| charlene_bzh le 03 août 2023
Sensation étrange que ce corps qui change. Hier encore, il n’y avait rien. Rien de perceptible pour moi, rien de visible pour le monde. Hier encore, l’insouciance m'enveloppait de ses bras graciles et la liberté m’emmenait où bon lui semblait. Hier encore, aucune question autre que ma futile petite vie ne venait perturber mon sommeil alors si profond. Mais toi, toi tu étais déjà là, minuscule au fond de moi. Toi, tu savais déjà.
Sensation étrange que ce corps en pleine transformation. Les seins alourdis, douloureux, plus imposants, débordants. Les cheveux plus lumineux, que jamais jusqu’à ce jour, je n’osais laisser libre. La taille s’épaississant, surplus de peau disgracieux impossible à camoufler. Les nausées s’invitant de façon très ponctuelle, les fringales devenues irrépressibles et impromptues. Un odorat se transformant au fil des jours, mettant à l’épreuve ma routine. Les maladresses se multipliant à mesure de la place grandissante que tu prends dans ma vie. Une perte de contrôle de la prise de poids sur la courbe que l’on m’a fourni. Tu es mon corps, mais je ne te reconnais plus. J’oscille entre amour et désamour. Les larmes bien souvent coulent, la culpabilité me submerge. Je t’ai tant voulu et maintenant, je ne sais plus.
Sensation étrange que ce corps s’arrondissant. Modifications incontrôlables et parfois terrifiantes. Je caresse avec un geste tendre et un regard plein d’amour cette peau tendue, devenue presque transparente, quelquefois douloureuse. Tu me réponds toujours par un frôlement plein de douceur. Je recherche ton contact, autant que toi le mien. Je peine au quotidien par la lourdeur de ce corps qui ne m'appartient plus que pour moitié. La lenteur du temps qui s’écoule en t’attendant me fait frémir, et pourtant, j’en savoure chaque instant. Une parenthèse aussi angoissante qu’euphorisante. Je souhaite que tout se termine, mais je veux te garder encore rien que pour moi. Nous sommes deux, mais nous ne formons qu’un.

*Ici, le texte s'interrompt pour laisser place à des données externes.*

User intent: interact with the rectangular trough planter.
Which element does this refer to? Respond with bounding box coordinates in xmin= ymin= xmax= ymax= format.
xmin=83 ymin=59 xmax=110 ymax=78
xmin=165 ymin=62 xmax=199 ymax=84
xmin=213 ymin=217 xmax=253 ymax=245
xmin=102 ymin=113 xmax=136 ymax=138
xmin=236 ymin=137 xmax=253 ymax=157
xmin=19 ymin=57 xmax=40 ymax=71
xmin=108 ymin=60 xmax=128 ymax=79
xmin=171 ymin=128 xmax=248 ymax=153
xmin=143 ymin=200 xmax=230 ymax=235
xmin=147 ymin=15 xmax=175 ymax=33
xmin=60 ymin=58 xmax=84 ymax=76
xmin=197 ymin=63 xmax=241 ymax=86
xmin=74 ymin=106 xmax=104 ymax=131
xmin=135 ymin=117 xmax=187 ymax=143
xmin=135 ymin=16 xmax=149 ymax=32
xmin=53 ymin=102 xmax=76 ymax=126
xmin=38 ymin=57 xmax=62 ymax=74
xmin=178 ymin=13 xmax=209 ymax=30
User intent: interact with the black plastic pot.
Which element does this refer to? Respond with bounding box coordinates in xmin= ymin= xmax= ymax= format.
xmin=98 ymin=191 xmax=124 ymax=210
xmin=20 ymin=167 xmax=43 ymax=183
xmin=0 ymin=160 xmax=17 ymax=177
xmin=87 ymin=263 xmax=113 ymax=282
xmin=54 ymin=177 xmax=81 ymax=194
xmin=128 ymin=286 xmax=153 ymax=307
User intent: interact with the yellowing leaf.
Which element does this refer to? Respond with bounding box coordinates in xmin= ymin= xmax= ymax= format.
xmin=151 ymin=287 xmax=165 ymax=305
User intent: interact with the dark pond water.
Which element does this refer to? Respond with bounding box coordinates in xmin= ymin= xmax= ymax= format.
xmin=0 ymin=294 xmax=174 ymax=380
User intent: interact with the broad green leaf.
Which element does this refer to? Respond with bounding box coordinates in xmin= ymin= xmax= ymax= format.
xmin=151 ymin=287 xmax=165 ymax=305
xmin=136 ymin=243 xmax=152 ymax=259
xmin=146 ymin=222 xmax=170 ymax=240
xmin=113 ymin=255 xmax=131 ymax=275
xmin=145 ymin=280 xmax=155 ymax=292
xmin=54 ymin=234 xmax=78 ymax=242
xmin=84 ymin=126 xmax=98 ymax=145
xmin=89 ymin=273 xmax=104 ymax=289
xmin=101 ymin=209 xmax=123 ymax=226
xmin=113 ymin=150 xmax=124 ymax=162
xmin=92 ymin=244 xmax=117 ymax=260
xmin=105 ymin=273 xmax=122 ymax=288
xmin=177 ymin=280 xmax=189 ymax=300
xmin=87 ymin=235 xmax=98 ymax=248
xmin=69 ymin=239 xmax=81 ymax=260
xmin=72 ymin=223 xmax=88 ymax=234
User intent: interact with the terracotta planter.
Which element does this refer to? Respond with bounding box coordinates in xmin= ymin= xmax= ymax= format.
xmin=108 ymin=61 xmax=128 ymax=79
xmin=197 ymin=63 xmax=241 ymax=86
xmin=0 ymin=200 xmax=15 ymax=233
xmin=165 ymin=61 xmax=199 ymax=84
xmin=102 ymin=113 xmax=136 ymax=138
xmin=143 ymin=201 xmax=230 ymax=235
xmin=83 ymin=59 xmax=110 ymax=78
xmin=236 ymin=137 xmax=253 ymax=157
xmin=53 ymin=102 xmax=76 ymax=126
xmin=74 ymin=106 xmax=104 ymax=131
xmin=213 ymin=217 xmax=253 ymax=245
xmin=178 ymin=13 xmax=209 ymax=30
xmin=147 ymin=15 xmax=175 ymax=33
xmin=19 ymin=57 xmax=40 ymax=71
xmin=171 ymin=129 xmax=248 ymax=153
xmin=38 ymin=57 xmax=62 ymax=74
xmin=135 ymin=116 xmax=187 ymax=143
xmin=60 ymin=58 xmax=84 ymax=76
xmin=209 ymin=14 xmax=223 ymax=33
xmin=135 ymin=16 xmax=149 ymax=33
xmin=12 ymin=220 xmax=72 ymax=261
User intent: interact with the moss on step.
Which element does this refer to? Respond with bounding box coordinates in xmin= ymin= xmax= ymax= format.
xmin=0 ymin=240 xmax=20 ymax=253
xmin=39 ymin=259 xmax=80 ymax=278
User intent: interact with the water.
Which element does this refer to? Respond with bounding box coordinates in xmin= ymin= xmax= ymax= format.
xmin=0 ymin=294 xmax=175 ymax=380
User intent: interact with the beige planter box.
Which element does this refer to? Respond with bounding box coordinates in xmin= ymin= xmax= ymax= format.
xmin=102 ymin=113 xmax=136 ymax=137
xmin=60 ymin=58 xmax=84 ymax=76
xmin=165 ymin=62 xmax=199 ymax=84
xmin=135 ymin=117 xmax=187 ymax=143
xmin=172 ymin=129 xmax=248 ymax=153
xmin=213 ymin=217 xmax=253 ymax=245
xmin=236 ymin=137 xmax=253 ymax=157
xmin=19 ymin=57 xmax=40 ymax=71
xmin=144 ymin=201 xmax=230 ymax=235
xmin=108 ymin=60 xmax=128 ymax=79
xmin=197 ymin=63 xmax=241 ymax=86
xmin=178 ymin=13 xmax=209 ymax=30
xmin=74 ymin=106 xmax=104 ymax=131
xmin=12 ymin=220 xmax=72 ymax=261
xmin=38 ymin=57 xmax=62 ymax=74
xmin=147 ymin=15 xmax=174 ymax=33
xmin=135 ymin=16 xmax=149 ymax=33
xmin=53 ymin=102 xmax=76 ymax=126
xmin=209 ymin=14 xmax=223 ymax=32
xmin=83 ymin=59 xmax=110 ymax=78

Sensation étrange que ce corps douloureux. C’est un ouragan qui me traverse. Une tempête qui me submerge. Un raz-de-marée qui m’emporte. Je ne suis plus femme, mais animal. Un hurlement sort des profondeurs de ma gorge pour percuter le monde qui m’entoure. Un cri sauvage qui sourd de ce corps perclus de douleurs. Entre deux vagues, mes yeux se ferment, un râle grave et profond se laisse entendre, comme une berceuse. Instinct de survie. Protection contre les agressions extérieures. Personne ne peut me toucher. Ma peau est en feu. Personne ne s’approche. Mais je te vois toi, au fond de moi.Toi aussi tu batailles. Je n’ai pas la force de te parler, ni celle de te rassurer, mais je suis là. Nous sommes une équipe, ne l’oublie pas.

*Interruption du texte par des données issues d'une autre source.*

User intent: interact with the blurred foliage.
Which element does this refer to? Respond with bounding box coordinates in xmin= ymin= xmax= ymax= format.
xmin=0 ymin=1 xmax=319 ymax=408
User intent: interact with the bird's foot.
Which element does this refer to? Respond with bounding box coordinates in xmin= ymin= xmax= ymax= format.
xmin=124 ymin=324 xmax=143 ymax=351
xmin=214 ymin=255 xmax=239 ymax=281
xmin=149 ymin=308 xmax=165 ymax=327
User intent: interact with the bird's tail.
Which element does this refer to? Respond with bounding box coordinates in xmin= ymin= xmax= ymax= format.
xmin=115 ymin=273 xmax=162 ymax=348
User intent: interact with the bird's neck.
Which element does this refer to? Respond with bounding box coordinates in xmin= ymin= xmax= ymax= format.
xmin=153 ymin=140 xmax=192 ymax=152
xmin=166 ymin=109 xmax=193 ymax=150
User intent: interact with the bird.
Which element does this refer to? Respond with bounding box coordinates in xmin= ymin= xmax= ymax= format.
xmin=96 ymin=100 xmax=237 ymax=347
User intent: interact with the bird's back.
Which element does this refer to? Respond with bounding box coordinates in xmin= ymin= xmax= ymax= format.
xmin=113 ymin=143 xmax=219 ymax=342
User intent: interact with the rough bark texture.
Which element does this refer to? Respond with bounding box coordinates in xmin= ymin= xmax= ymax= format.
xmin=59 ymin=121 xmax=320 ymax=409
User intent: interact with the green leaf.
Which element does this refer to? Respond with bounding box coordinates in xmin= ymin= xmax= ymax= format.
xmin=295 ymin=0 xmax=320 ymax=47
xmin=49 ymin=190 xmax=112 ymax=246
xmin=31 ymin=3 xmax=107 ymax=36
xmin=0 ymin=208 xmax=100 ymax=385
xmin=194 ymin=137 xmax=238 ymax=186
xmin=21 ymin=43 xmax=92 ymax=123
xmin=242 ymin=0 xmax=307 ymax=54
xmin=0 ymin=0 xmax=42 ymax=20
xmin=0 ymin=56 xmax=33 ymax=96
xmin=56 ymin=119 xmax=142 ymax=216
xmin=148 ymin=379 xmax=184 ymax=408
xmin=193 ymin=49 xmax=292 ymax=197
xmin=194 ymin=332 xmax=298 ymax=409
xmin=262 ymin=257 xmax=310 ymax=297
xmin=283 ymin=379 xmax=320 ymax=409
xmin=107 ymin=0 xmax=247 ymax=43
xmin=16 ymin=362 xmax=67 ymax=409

Sensation étrange que ce corps épuisé par l’épreuve se retrouve soudain au repos. Le silence règne dans la pièce. Ton petit corps nu, blotti contre le mien, a su trouver sa place. Ce moment tant attendu, tant rêvé, tant espéré est enfin arrivé. La souffrance de ces dernières heures est oubliée. L’attente enfin récompensée. Ton souffle chaud et serein sur mon sein apaise mes craintes. Ce léger effleurement me tranquillise. Cet amour nouveau fait exploser mon cœur. La sensation est telle que, jamais je n’aurai pu imaginer une force si intense, un amour si immense m’envahir. Je n’ai pas encore réintégrer mon corps de femme, je ne suis q’une mère.
Sensation étrange que ce corps vide. Tes petits coups sous ma peau ont laissé place au néant. Un ventre mou perdu dans ce débordement d’hormones et cette vie qui a repris comme avant, ou presque. Tout est pareil et pourtant, tout est différent. Un autre combat commence. Contre moi-même et mon regard biaisé qui oscille entre amour et haine de soi. Adopter ce nouveau corps que je ne connais pas, le faire mien et l’accepter avec ses cicatrices, ses plis, ses défauts qui ne sont vus que par moi à travers le prisme des critères actuels de beauté. Il me faut remercier ce corps si puissant, cette force de la nature qui m’a permis de te donner la vie.